Mischief Making: A l-u-v Story
Before I became a M.I.L.F., I was totally a prankster (not/never to be confused with hipster). These two things are related, and I aim to show you how.
Many people believe that the true testimonial to successful Practical Joking is the length in which the jokester is able to keep a straight face. I have to admit; I see their point. For me, though, practical joking is fun for the same reason themed parties and Lamaze classes are: I’m a planner. The events themselves aren’t all that fun, unless they involve supreme doses of sozzling, something my job didn’t usually include, even though it’s taken many a happy hour to move on. No, planning the jokes was pretty much the fun of it for me.
This could be why most of my practical jokes didn’t go down in history, because no one, with the exception of my co-conspirator whose name I can’t mention for fear of repercussion, ever found out about them (see above paragraph). Although, there was that close call with the pink paint in the alley. Late into the game, though, I discovered that planning jokes could be more beneficial when said joke was actually carried out. This, I credit to my husband, whom I soon discovered was one of those gullible types.
When McKnight and I first met, there were numerous reasons for us not to date, none of which I’ll share with you here. (We’re still working those out in therapy.) There were, however, *no* good reasons we could come up with to not be friends. This worked for me in several ways, not the least of which was that I had a new “subject” to “torture,” ala High School rogue flirting methods, circa 1994.
***We interrupt this endearing chronicle with a brief message about life & love. A good way to find out if someone has the same humor as you: play practical jokes on them at work, where they (should?) long to be taken seriously. Now, back to our regularly scheduled manifesto.***
I spent many hours designing my hoaxes-to-be. Much like Ayn Rand’s definition of art, my jokes were meant to lend meaningful existence to an otherwise useless day. My favorite of these was hiding poor McKnight’s sugary breakfast-cereal-of-choice and replacing it with FiberOne. I had done my due diligence by previously instilling in him a Twilight Zone level of paranoia that our cleaning company’s employees couldn’t really be trusted, and he took the joke completely out of my hands by actually believing that I didn’t have his cereal hidden in my desk drawer. I can’t say it didn’t make me jump with glee to find out that even ridiculously obvious tomfoolery could be fun, given the right recipient.
The other important factor for a joke to live past its prime, regardless of originality or creativity, is Audience. For some reason, there was a woman at our work who was obsessed with the “treats” I would leave at McKnight’s desk. She just couldn’t figure out why such a nice looking young man (he reminded her of her son, no doubt!) would have two hot pink surgical gloves full of variously shaped yellow highlighters hanging on his cubicle wall. A disturbing sight, for sure.

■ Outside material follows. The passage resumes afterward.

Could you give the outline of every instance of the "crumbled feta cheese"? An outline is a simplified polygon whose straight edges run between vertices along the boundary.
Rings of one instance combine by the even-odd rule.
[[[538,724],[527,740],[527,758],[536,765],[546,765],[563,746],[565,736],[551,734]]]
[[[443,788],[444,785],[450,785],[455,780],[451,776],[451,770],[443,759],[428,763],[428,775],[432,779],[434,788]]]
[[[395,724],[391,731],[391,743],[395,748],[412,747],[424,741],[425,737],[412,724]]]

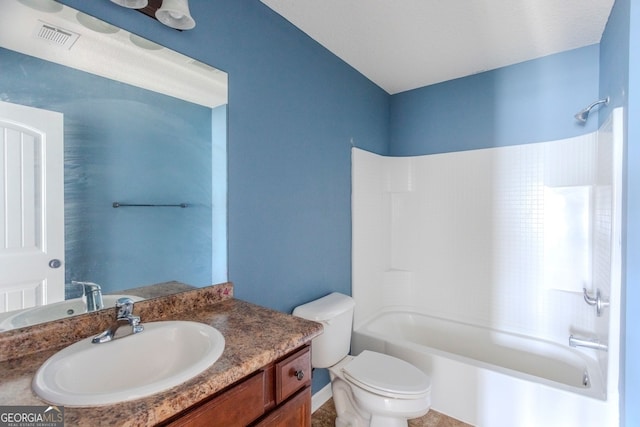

But so was her helmet hair induced by too much hairspray, which I definitely did not gawk at in the same way.
Practical jokes soon turned into private ones, as we shoved our skeletons back into the closet or, in some cases, watched them grow so big that they no longer really mattered, until, before long, we were the only ones that really got the joke. While he became as fond of me as he’d previously been of just my attention, I learned that the best kinds of surprises aren’t the ones you’ve pre-thought out and way over-analyzed in your head.
In short, we fell for each other, as innocently as one suckered into a senseless prank. I guess we were easy marks: an under-appreciated guy and a sedulously capricious girl, with just enough sense in between them to be bamboozled by love.